不器用ハートにドクターのメス

初めて向けられた山下の優しい笑みに、真由美はうっかり泣きそうになってしまった。

真由美の涙腺は、最近崩壊気味なのだ。ちょっとした心の動きで、すぐに涙が誘発されてしまう。


「なーに目ぇ潤ませてんのっ!」


破顔し、真由美の背中をばしりとたたいて、山下は明るい声で言った。

それは、二人の間にあった厚い壁が、綺麗に消え去った瞬間だった。

今までの冷戦状態がうそだったかのように、それからの時間、山下は快く、真由美に話しかけてくれた。

真由美が自分に反発しているわけではないと、また、一生懸命で不器用な本当の姿を知ることができ、山下の方も嬉しかったようだ。

真由美はあいかわらずしゃべりが劇的に下手くそだったが、山下の方は元来おしゃべりな性格らしく、二人の会話はスムーズに弾んだ。

山下は結構踏み込んでくるたちだったので、突然振られた恋愛トークには、真由美はかなりどぎまぎさせられた。


「あーっ、しゃべったしゃべった。

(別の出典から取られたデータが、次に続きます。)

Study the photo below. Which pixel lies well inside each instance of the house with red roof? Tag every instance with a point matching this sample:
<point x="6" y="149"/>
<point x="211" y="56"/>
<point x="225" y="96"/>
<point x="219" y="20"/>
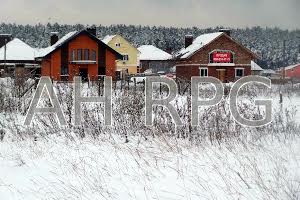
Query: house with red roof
<point x="78" y="53"/>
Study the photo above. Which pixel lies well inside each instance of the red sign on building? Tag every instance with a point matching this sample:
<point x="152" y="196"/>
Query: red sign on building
<point x="222" y="57"/>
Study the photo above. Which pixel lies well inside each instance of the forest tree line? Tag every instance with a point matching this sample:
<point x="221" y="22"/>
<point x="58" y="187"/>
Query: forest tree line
<point x="276" y="47"/>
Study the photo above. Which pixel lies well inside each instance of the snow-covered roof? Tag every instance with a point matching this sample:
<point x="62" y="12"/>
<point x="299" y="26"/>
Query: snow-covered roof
<point x="108" y="38"/>
<point x="16" y="49"/>
<point x="150" y="52"/>
<point x="292" y="66"/>
<point x="269" y="71"/>
<point x="198" y="43"/>
<point x="47" y="50"/>
<point x="255" y="67"/>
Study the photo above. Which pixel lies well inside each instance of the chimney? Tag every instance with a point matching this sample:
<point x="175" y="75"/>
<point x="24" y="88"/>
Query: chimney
<point x="188" y="40"/>
<point x="226" y="31"/>
<point x="92" y="30"/>
<point x="4" y="39"/>
<point x="53" y="38"/>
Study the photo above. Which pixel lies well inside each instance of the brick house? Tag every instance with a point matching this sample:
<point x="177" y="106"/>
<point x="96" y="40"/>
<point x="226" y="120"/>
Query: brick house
<point x="79" y="53"/>
<point x="214" y="54"/>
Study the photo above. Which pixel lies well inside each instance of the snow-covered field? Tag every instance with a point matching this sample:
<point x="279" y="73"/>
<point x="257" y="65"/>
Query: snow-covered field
<point x="255" y="164"/>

ね、もうそろそろ仮眠しない?眠くなってきたわ」


そう言うと、山下は天井に向かって両腕を突き上げた。

体が曲線を描く、のんきな猫のような伸びだ。

伸びあがったまま、山下はふとその動きを止め、「あ」と声をもらした。


「えっ」

「今日やばいね」


……やばい?

山下の発言に、真由美はきょとんと、首を傾ける。

すると山下は、待機室に張られている勤務表を指さし、こう言った。


「今日の宿直、神崎先生だよ」

「……っ!」


その名前を聞いた瞬間、心臓が素直な反応を示してしまった。